A variant with only 32k shared memory and the remaining part of the shared operations shifted to global memory does work on all systems, but is super slow. Unfortunately some of my clients run Windows, so I wonder how to get this to work with the Adrenalin runtime - especially since the ISA for Vega states the full 64k are available.
Additionally I wonder if there are any documentations about the existing runtime environmental variables the AMD drivers understand. Concretely I am searching for options to switch WAVE32 / WAVE64 and WGP / CU mode on Navi
Thanks in advance
No one?

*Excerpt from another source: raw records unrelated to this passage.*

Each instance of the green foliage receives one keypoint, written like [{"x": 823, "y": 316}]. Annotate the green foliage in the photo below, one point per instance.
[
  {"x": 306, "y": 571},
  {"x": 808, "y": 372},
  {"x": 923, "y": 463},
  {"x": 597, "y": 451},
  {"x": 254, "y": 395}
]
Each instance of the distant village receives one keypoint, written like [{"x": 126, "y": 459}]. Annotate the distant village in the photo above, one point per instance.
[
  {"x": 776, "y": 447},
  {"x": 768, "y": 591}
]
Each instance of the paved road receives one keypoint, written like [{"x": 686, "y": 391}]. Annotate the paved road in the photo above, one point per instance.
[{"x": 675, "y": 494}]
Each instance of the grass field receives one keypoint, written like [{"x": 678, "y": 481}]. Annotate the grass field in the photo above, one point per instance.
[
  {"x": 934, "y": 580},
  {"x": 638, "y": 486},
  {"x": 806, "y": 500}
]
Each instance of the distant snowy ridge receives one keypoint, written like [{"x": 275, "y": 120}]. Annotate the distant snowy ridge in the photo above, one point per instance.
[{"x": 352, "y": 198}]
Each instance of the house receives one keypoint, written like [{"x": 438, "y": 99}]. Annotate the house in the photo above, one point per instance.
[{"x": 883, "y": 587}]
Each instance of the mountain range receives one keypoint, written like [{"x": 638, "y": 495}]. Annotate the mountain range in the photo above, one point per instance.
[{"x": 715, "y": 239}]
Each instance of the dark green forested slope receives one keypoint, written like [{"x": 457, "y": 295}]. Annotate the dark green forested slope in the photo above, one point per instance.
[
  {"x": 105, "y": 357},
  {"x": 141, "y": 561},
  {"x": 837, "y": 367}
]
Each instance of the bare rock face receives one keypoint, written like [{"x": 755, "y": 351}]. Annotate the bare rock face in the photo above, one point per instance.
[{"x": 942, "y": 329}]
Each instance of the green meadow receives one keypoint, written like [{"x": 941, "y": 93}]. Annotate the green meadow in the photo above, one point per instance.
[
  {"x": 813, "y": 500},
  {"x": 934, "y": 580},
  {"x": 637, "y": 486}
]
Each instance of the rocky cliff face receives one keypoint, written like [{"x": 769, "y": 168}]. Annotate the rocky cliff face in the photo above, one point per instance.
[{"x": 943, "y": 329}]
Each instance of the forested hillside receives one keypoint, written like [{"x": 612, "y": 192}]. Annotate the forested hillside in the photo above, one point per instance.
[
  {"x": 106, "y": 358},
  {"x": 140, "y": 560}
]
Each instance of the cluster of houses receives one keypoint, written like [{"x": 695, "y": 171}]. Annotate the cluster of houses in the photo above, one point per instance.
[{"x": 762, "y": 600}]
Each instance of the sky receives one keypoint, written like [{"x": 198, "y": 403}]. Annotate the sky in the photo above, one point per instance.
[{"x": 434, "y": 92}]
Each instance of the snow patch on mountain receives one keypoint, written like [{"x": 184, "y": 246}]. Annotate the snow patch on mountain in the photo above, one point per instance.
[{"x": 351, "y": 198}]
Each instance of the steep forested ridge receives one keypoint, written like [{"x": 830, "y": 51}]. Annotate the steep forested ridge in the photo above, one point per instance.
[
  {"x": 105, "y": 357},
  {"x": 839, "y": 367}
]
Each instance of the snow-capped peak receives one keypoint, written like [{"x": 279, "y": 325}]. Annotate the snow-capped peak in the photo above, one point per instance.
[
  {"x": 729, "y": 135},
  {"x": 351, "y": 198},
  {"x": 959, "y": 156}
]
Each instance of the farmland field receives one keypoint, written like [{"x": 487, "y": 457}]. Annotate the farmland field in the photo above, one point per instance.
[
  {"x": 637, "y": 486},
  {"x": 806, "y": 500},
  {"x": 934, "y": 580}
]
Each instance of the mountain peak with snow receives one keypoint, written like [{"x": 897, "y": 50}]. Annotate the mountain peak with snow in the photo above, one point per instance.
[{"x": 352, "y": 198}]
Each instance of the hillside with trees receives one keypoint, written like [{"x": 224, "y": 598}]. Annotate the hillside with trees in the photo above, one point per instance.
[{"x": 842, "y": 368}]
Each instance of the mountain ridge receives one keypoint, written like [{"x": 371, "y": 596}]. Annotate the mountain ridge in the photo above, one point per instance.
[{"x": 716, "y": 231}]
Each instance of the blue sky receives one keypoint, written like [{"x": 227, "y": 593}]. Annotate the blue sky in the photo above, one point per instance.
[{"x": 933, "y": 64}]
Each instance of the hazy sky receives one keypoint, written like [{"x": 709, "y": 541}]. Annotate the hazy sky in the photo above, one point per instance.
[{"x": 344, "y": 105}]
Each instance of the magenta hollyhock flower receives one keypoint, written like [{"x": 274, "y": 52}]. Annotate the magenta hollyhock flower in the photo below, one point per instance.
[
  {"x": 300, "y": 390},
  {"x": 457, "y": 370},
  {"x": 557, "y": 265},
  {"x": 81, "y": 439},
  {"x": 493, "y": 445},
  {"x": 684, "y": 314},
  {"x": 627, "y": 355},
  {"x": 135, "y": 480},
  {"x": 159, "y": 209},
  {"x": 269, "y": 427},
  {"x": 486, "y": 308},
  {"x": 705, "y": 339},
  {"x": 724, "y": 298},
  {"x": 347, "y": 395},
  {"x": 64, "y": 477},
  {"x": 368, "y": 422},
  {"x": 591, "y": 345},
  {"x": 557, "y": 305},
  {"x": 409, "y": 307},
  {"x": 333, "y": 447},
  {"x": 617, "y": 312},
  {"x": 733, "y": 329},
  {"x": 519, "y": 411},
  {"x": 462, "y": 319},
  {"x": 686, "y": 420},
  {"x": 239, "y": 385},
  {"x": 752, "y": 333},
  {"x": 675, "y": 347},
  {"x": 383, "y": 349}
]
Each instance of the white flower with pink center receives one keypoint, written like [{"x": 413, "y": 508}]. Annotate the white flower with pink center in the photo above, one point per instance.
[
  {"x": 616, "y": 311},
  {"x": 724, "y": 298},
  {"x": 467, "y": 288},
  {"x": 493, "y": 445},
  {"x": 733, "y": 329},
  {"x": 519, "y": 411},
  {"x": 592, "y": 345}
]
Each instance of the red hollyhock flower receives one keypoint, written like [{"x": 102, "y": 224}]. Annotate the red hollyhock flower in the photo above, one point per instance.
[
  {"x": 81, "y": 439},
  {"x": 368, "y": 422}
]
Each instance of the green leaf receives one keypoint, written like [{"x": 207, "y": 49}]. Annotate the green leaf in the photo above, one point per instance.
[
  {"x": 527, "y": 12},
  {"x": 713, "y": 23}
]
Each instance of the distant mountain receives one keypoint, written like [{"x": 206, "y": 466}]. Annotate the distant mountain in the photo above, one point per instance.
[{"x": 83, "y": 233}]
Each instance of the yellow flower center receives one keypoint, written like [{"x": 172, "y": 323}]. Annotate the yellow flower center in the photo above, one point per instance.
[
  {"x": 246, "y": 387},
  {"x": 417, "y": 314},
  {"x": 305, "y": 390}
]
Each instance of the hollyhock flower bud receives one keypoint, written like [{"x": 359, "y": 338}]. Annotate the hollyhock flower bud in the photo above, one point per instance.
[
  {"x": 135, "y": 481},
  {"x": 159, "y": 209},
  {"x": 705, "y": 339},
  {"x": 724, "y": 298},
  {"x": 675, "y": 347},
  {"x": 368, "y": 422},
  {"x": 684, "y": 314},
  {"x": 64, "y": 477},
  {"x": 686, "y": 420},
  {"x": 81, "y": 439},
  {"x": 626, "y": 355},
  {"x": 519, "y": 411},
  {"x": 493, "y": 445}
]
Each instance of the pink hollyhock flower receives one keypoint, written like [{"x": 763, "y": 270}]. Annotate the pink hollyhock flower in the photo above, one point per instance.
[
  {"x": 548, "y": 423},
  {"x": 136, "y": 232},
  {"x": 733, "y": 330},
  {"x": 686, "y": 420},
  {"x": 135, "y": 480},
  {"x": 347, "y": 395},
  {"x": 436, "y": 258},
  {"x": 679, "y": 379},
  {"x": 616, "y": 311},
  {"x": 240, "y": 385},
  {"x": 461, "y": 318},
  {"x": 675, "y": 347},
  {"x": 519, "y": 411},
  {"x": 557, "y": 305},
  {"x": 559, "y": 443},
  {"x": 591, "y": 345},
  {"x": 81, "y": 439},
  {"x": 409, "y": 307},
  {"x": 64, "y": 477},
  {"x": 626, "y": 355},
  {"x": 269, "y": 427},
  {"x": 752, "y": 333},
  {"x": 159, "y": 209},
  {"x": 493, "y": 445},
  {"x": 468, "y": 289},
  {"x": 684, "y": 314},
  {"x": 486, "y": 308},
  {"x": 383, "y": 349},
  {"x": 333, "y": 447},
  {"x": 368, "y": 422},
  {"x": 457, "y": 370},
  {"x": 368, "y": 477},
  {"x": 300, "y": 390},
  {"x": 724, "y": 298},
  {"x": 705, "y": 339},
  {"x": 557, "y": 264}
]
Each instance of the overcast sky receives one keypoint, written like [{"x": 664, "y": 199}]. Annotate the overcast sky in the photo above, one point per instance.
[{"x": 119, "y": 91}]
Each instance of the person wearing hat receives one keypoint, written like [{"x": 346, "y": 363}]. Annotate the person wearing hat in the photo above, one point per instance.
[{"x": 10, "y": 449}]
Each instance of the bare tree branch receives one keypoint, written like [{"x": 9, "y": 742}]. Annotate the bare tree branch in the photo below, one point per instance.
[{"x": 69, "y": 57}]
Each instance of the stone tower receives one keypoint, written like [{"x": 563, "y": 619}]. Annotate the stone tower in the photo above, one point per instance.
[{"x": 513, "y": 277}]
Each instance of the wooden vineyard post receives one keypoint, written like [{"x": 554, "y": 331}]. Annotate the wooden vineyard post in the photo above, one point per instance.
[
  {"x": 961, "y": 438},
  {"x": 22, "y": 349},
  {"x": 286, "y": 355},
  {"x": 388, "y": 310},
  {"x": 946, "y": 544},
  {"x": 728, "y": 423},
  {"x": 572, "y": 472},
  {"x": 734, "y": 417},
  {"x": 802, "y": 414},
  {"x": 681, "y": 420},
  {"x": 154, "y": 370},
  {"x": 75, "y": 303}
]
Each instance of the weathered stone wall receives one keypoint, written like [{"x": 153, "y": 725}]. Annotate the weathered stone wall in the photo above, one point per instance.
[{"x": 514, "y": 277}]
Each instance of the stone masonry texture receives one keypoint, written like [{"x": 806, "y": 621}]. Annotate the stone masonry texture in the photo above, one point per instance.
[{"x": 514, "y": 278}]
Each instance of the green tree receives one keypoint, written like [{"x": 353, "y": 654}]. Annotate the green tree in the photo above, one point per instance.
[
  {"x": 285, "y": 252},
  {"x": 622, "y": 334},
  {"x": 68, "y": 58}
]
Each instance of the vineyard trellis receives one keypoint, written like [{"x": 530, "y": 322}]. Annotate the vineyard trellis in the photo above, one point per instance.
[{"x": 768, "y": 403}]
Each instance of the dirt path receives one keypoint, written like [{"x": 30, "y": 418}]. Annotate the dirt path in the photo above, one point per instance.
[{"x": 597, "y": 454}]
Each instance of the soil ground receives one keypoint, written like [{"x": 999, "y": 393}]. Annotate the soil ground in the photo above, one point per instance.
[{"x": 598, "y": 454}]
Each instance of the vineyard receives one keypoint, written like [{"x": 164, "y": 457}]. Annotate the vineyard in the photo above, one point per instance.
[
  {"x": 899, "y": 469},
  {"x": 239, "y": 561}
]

Its obviously no limitation of the hardware nor of the compiler - it rather seems to be a simple check in the queueing system that claims resources get exceeded. There should be a simple way to disable that / increase the bound for mentioned kind of cards. If not would consider that a bug of the runtime.
Thank you for the above query. I have forwarded your query to the OpenCL team for their feedback. As soon as I get their reply, I'll come back to you.
As the OpenCL team has replied, currently Vega has 64 KB local/shared memory enabled on Linux, but 32 KB on Windows. This could be the reason for the CL_OUT_OF_RESOURCES error.
Navi has 64KB local/shared memory enabled on both Windows and Linux, so the code is expected to work fine on Navi.
Thanks for the reply. So I can ship the faster versions for Navi, but not for Vega in Windows. Hmm. sad to hear that. Are there any plans to make the full size on Vega available with upcoming runtime releases?
Also I wonder what about 128k shared memory on Navi in WGP mode. Any chance to activate that yet?
Are there any plans to make the full size on Vega available with upcoming runtime releases?
Sorry, I can not provide a time frame at this moment.
Regarding your other query about the shared memory on Navi in WGP mode, I'll check with the OpenCL team and confirm.
Regarding LDS usage on Navi, here are some important insights shared by the OpenCL team:
Control the default wavefront execution mode used when generating code for kernels. When disabled native WGP wavefront execution mode is used, when enabled CU wavefront execution mode is used.